Software- and Systems Architecture for Smart Vehicles

Cornel Klein
CT RDA SSI, Siemens AG
Germany
 

Brief Bio
Cornel Klein is Research Program Manager within the Technology Field “Software and Systems Innovation” of Siemens Corporate Technology in Munich. He is current leading a corporate research program on validation and engineering of intelligent and autonomous systems. Starting his career 1998 at Siemens Public Networks, he held several leading and expert positions within the company and also represented Siemens in external partnerships like ITEA, ARTEMIS/ECSEL and SPES. He has gained an extensive knowledge in communications, cyber-physical and embedded systems, software- and systems engineering as well as in various application domains like automotive, mobility and smart cities/smart buildings.
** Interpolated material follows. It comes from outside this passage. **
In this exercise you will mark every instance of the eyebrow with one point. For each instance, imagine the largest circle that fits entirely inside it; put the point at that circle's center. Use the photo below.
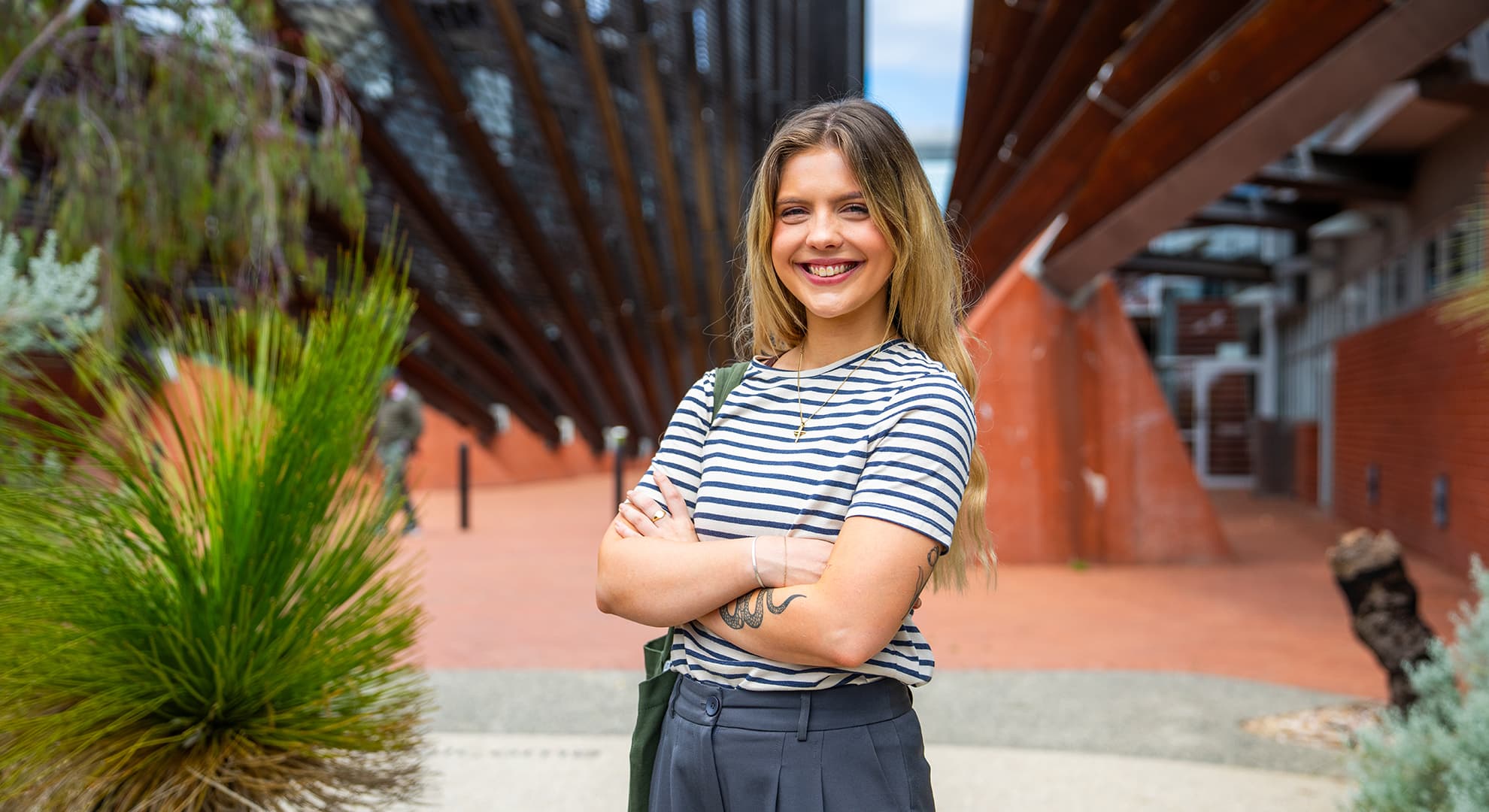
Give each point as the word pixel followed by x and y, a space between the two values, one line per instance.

Cornel Klein holds a master and a PhD degree in Computer Science from the Technical University of Munich.


Abstract
Both fully automated driving and electromobility are promising approaches to address the challenges of mobility with regards to sustainability, urbanization and demographic change. Moreover, they also change the usage patterns and concepts for future passenger vehicles and enable new kinds of applications for special purpose vehicles, for instance in logistics. Recently, many projects and demonstrators have shown the feasiblity and tremendous potential of driving automation for building such “Smart vehicles”. However, we are convinced that for the cost-effective development, validation and deployment of automation functions current vehicle architectures are insufficient. Therefore, we present results and research directions in software- and systems architectures. Moreover, we discuss their relevance for the efficient implementation of new vehicle functions and innovative applications.